The U.S. Department of Energy’s NETL and its partner organizations successfully developed and demonstrated a suite of embedded sensor technologies enabled with sensing materials for subsurface wellbore integrity monitoring — technology that can help realize effective geologic carbon storage, hydrogen storage and geothermal projects and reduce the wellbore integrity risks.

In response to needs identified within the Subsurface Science, Technology, Engineering, and Research and Development (SubTER) crosscut initiative, the team performed an integrated research and development effort to create a suite of complementary, multi-functional embedded sensor technologies for real-time subsurface monitoring of wellbore integrity, with emphasis on pH and corrosion monitoring of cement and casing steels. Cement and casing steel are the wellbore structural components.

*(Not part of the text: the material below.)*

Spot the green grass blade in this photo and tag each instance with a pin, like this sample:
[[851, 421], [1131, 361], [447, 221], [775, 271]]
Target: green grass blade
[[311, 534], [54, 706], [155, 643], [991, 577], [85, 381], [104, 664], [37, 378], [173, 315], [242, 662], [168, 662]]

With NETL leading project, several partner organizations lent their expertise in developing the sensors since the work began in April 2018—Illinois State Geological Survey, Intelligent Optical Systems, University of California at Los Angeles, University of Pittsburgh and Carnegie Mellon University.

“This collaboration spanning academia, industry and the public sector to create such a versatile technology with so many applications are a shining example of what the Lab is all about,” said Ruishu Wright, research scientist and the lead principal investigator at NETL. “The efforts span fundamental studies and characterization at the laboratory scale and sensor validation in the field tests. This project has generated seven filed and issued patents, 22 published journal papers, 13 presentations and 27 conference papers, representing the breadth of knowledge gained during the work.”

Wellbore integrity is critical for success in geologic carbon storage, subsurface natural gas and hydrogen storage and enhanced geothermal systems to achieve the goals of safe and clean energy, environmental remediation and decarbonization. Wellbore integrity is the primary risk factor for these subsurface applications. Real-time and predictive monitoring of cement and casing steel can reduce the risks and support broad applications in subsurface.

In this project, thin film sensing layer and integration with sensor devices were pursued in parallel with device development and design efforts to enable the successful chemical sensing of three classes of devices, including optical fiber-based sensors (OFS), wireless surface acoustic wave sensors and wireless silicon integrated circuit sensors.

Development and demonstration of embedding sensors within representative wellbore materials was performed in this project, including the integration of OFS and wireless sensor devices into wellbore cement, as well as additive manufacturing-based techniques for embedding of OFS into representative casing steel. The team performed detailed characterization of sensor-infused wellbore materials to quantify and minimize impacts of embedding sensors into cement and casing steel.

NETL is a U.S. Department of Energy national laboratory that drives innovation and delivers technological solutions for an environmentally sustainable and prosperous energy future. By leveraging its world-class talent and research facilities, NETL is ensuring affordable, abundant and reliable energy that drives a robust economy and national security, while developing technologies to manage carbon across the full life cycle, enabling environmental sustainability for all Americans.